La semaine prochaine, ce sera au tour de la Réserve fédérale américaine de se réunir.

Les prises de risques sont aussi limitées par les inquiétudes sur «le Brexit et les négociations au Congrès américain au sujet d’un plan de relance», pointe M. Tuéni.

Sur le marché de la dette, les taux français et allemands ont sensiblement reculé, entraînant les taux espagnols et italiens.

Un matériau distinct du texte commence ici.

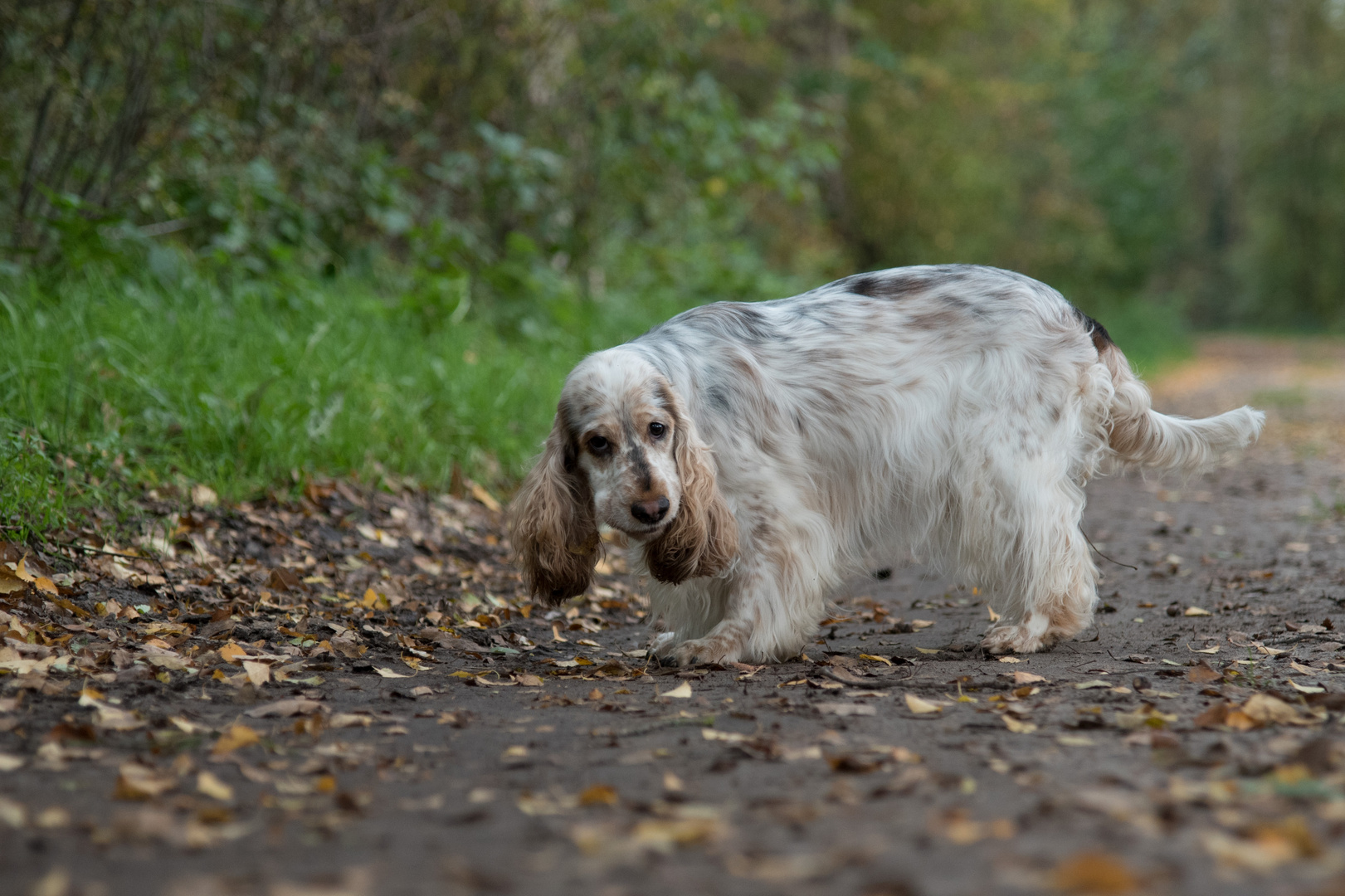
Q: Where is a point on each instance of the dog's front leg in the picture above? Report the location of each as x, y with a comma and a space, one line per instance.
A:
766, 619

La Bourse de Milan attire les convoitises

LES PRÉTENDANTS A LA BOURSE DE MILAN SE DÉVOILENT

L’opérateur boursier paneuropéen Euronext (+1,70% à 101,70 euros), qui gère notamment la place de Paris, a officialisé vendredi des négociations pour racheter la Bourse de Milan au London Stock Exchange Group (+1,96% à 9.064 pence), en association avec la Caisse des dépôts italienne. La Deutsche Börse (+1,76% à 153,55 euros) a fait savoir après la clôture qu’elle était également sur les rangs.

LE LUXE GRIMPE

Le secteur du luxe faisait l’objet d’un intérêt spéculatif de la part des investisseurs après le mariage avorté entre le géant du luxe français LVMH et le joaillier américain Tiffany.

A Paris, il a occupé les trois premières places de l’indice avec LVMH, qui a bondi de 3,03% à 416,60 euros, Kering de 2% à 570,60 euros et Hermès, qui progresse de 1,36% à 743,20 euros.

A Londres, Burberry a lui aussi pris 3,71% à 1.550,00 pence. En Suisse, Richemont est monté de 2,93% à 65,98 francs suisses.

ALTICE BONDIT A AMSTERDAM

A la Bourse d’Amsterdam, Altice Europe bondissait de 24,39% à 4,13 euros alors que le milliardaire Patrick Drahi veut racheter le solde du capital du groupe de télécoms et de médias et le retirer de la Bourse des Pays-Bas.